NAAPWS rules require a field of 16 cars in order to award season points and payout toward the championship. With rising costs and the creation of other touring late model series tempting racers away from weekly racing, car counts for late models were sparse nationwide.

Despite a phenomenal battle for the track championship between Landon Pembelton and Dustin Storm last year, Dominion Raceway’s late model fields were not excluded from this problem. To combat the issue, Dominion decided to make the switch away from late models to the America Racer Late Models for top points.
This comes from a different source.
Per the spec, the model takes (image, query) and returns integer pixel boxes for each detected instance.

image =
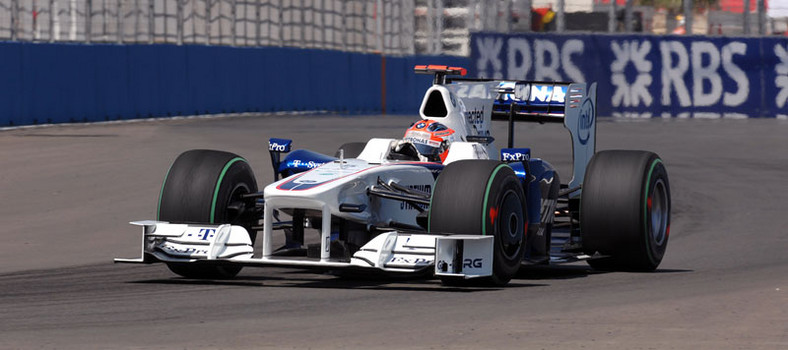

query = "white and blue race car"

“We set up the America Racer Late Model to succeed the Late Model, because we knew the cost would kill it, and it has,” said Dominion Raceway owner Steve Britt. “I think if you have a late model team at this point, you’re either running a CARS Tour season or maybe even doing an ASA. You’re probably running a touring series and committing a lot of resources to that, and that is the result of the expense to race. We didn’t see how our local teams could expend the cost to go race with us every weekend. That resulted in a smaller field, and we don’t think that is fair to our fans to buy a ticket and see eight late models run around the track.”

Not only will moving this class to Division I help promote their young crop of drivers like Johnson and Conner Weddell, but it will allow late model racers who may have struggled to keep up with the lucrative financial cost.
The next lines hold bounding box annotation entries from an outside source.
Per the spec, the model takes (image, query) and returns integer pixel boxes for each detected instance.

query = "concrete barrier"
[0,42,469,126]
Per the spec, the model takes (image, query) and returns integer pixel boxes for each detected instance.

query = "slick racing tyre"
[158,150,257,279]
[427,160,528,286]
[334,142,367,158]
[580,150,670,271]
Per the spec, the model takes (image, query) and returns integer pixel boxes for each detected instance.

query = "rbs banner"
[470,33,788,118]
While a change to divert the spotlight away from traditional late models is a nerve-wrecking innovation, it is one tactic that has already worked out in Dominion Raceway history. When similar financial issues led to car count issues prior to the 1978 season, Old Dominion Speedway president Dickie Gore met with competitors and developed a new rule set to keep costs down. By putting an emphasis on strictly using stock parts, like carburetors, exhaust and shocks on a brand new stock front-end, cars could be built for around $4,000, about half the price of what was the precedent at the time. Thus, the Late Model Stock Car as we know it was born.

While that first year in Manassas, Virginia saw five late models grow into 11 by season’s end, the stock-car racing community resisted the idea of upsetting the status quo.

Late Model Stock Racing at Old Dominion saw increased car counts, and ultimately more fans in attendance. By 1981, the rule set was added to the NASCAR rulebook. Britt also mentioned this cost-saving renaissance was something he experienced over a decade ago when he first purchased Old Dominion Speedway.

“We had experienced this once before with the advent of the Crate motors. We were part of that effort when I was at Old Dominion Speedway 10-15 years ago, and the reason for that was the cost of buying a race engine had again gotten out of control,” Britt said. “When we went back to thinking about what we were gonna do with late models, we went back to how they kind of started. They didn’t have bump stops and shocks that were ridiculously expensive, and they had cheaper 8-inch tires.

“The America Racer class was about resurrecting that with cost-containment items in it with the idea that we could create a racy type stock car that was
cost effective.”

Now late model stock car racing is the foundation of motorsports in the heart of NASCAR country. With legends like Dale Earnhardt Jr. occasionally strapping into a late model to prolong their racing careers, the emerging popularity of the CARS Tour, and streaming services like FloRacing putting more eyes on late model stock car racing, a move away from them would be another deviation from the status quo.

For Britt and Dominion Raceway, it is one that could rewrite history.

“It is scary; it is a lot of risk,” Britt said. “This venue is unique, and it has wide-open thinking; that’s the way it was built. You have to have courage; you have to believe.”

While the Dominion oval-track season starts April 5 with the ASA Stars Super Late Models, fans can see the America Racer Late Models on April 12, which will start the NAAPWS season.